Synopsis

# Cosmological Parameters Improved by Combining Data

Physics 16, s12
Using cross-correlation measurements and an updated cosmic-microwave-background lensing map, researchers determine cosmological parameters with greater precision.

The so-called cosmological parameters describe the evolution of matter in the Universe and are used by scientists to describe properties of the Universe, including its rate of expansion and curvature. However, noise in the measurements used to determine these parameters can lead to uncertainty in the data and cause imprecise inferences of the parameters’ values. Now, the Dark Energy Survey (DES) Collaboration and the South Pole Telescope (SPT) Collaboration present updated constraints on key cosmological parameters, using a combined analysis of DES, SPT, and Planck satellite data [13]. The improved constraints provide a robust and consistent cross-check of previous DES results (see Synopsis: Dark Energy Survey Hits a Triple).

In the new analysis, the SPT Collaboration used Planck and SPT data to construct an updated map of the gravitational lensing of cosmic-microwave-background photons by massive cosmic structures. The team then cross-correlated the map data with that from DES measurements of the positions and shapes of galaxies, as well as the distribution of matter surrounding those galaxies. The analysis provided cosmological parameters with a smaller uncertainty than previous values.

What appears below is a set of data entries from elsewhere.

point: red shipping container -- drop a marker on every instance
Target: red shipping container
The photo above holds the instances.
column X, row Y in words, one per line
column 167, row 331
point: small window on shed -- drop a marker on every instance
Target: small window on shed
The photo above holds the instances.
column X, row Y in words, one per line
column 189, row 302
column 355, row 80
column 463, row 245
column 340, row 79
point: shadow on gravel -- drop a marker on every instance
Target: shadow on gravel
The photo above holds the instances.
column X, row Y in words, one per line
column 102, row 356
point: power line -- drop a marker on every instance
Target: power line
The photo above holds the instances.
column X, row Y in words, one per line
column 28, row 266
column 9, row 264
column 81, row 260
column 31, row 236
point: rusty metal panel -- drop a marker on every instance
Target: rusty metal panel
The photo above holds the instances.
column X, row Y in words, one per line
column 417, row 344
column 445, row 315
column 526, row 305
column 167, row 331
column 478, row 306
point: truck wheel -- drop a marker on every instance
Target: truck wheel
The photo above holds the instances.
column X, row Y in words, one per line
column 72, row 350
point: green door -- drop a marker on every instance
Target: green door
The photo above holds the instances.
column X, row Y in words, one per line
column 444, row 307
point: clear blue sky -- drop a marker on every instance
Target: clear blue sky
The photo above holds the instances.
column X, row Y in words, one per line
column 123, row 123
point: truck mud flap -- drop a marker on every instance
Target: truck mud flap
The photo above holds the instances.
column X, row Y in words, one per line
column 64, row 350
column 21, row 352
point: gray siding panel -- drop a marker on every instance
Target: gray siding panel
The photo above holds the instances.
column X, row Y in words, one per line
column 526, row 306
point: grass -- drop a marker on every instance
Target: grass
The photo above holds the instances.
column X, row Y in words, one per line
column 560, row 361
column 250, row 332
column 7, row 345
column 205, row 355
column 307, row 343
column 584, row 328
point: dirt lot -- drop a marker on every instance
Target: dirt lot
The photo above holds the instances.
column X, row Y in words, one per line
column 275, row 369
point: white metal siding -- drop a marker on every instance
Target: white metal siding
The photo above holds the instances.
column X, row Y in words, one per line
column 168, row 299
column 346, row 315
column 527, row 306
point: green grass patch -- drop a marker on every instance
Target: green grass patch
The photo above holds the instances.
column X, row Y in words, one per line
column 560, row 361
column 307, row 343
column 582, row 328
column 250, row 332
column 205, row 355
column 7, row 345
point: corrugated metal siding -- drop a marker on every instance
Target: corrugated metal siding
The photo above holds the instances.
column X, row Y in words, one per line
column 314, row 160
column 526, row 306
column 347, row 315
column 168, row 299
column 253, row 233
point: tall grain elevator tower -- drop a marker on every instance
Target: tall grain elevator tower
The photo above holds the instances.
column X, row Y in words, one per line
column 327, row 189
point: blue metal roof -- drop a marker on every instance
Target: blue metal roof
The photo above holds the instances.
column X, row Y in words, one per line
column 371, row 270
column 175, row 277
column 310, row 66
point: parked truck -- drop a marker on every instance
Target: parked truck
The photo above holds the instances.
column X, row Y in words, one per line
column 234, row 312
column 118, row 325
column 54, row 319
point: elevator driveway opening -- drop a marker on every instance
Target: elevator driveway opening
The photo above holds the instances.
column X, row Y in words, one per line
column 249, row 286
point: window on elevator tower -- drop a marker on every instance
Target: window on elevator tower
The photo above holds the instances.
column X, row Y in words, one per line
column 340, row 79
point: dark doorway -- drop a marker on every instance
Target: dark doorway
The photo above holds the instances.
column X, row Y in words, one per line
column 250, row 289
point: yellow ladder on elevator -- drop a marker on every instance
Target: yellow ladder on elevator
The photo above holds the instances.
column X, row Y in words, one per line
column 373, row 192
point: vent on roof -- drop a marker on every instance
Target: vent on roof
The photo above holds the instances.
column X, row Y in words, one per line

Measurements taken with a single telescope can fall victim to systematic errors of that instrument, says Yuuki Omori, who works at the University of Chicago and is a member of both the DES and SPT collaborations. Measurements made with two telescopes can be combined to make data “more robust,” he says.

–Allison Gasparini

Allison Gasparini is a freelance science writer based in Santa Cruz, CA.

## References

1. Y. Omori et al. (DES and SPT Collaborations), “Joint analysis of Dark Energy Survey Year 3 data and CMB lensing from SPT and Planck. I. Construction of CMB lensing maps and modeling choices,” Phys. Rev. D 107, 023529 (2023).
2. C. Chang et al. (DES and SPT Collaborations), “Joint analysis of Dark Energy Survey Year 3 data and CMB lensing from SPT and Planck. II. Cross-correlation measurements and cosmological constraints,” Phys. Rev. D 107, 023530 (2023).
3. T. M. C. Abbott et al. (DES and SPT Collaborations), “Joint analysis of Dark Energy Survey Year 3 data and CMB lensing from SPT and Planck. III. Combined cosmological constraints,” Phys. Rev. D 107, 023531 (2023).